The FAA and Transportation Department did not respond to repeated questions about when the controllers’ furloughs would end. Senator Susan Collins, the Maine Republican who helped craft the measure, was told by Transportation Secretary Ray LaHood Friday that the agency is ‘‘doing everything they can to get things back on track as quickly as possible,’’ a Collins spokesman said.

In the week since the furloughs began, news accounts have prominently featured nightmarish tales of delayed flights and stranded air passengers. Republicans have used the situation to accuse the Obama administration of purposely forcing the controllers to take unpaid days off to dial up public pressure on Congress to roll back the sequester.

Halting the furloughs was the latest example of lawmakers easing parts of the sequester that became too painful.

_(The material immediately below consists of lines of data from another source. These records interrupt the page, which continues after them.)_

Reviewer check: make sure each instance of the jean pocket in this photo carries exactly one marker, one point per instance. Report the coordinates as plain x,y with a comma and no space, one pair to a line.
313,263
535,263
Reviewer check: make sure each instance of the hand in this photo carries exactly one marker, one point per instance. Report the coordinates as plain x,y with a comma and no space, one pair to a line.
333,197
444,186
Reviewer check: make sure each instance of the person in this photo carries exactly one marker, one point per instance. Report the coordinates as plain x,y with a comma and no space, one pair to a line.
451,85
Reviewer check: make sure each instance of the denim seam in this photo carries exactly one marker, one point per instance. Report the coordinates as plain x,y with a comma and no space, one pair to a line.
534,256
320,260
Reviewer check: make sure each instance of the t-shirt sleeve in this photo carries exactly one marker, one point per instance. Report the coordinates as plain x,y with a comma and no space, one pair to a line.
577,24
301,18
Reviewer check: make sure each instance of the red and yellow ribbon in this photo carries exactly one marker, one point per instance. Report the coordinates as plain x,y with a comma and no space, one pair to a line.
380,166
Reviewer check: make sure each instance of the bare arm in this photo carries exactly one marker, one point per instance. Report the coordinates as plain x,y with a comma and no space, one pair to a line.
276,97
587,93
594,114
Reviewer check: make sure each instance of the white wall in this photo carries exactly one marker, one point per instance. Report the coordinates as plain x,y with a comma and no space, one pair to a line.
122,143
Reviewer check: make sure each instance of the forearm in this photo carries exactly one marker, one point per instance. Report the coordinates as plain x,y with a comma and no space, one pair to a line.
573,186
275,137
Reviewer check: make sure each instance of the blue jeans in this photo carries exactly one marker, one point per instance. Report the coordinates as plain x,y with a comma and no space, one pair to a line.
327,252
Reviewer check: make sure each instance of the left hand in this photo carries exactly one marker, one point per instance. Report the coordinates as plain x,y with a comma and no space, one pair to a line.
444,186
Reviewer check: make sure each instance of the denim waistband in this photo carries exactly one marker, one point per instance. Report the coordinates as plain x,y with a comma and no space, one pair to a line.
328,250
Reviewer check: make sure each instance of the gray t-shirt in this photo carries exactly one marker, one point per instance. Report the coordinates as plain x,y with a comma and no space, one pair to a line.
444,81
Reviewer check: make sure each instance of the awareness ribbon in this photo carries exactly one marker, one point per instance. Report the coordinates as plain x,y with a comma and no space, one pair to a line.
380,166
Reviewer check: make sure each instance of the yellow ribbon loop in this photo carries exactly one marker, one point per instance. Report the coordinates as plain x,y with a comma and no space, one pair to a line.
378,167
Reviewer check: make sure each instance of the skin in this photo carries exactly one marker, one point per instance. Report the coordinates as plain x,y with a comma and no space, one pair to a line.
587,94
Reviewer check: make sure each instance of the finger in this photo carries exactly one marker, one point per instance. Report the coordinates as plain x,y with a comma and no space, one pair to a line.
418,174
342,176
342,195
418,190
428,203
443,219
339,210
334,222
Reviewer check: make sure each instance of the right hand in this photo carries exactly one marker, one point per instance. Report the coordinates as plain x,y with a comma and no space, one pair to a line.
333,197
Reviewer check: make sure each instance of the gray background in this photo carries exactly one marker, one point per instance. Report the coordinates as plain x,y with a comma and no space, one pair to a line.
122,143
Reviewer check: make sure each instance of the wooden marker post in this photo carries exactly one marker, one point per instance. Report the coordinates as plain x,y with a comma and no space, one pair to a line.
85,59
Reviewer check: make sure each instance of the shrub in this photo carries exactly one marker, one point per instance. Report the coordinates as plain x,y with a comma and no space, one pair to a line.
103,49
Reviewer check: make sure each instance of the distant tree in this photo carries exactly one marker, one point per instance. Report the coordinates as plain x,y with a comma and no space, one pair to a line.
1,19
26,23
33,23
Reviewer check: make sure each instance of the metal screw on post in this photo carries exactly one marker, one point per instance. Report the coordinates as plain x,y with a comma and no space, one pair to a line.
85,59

They previously used a separate, wide-ranging spending bill to provide more money for meat and poultry inspectors.

The bill would let the FAA use up to $253 million from an airport improvement program and other accounts to halt the furloughs through the Sept. 30 end of the government’s fiscal year.

The money can be used for other FAA operations, too, including keeping open small airport towers around the country that the agency said it would shut to satisfy the spending cuts.

But Democrats were bitter Friday that cuts in many federal programs remain. Besides the Head Start preschool program, they complained about ongoing cuts for health research, feeding programs for poor women, children, and the elderly, and jobless benefits for the long-term unemployed, and about furloughs of civilian Pentagon workers.

Congressional approval was hailed by groups representing the airline industry and the union representing controllers.

‘‘The winners here are the customers who will be spared from lengthy and needless delays,’’ said Nicholas E. Calio, president of Airlines for America, representing major carriers.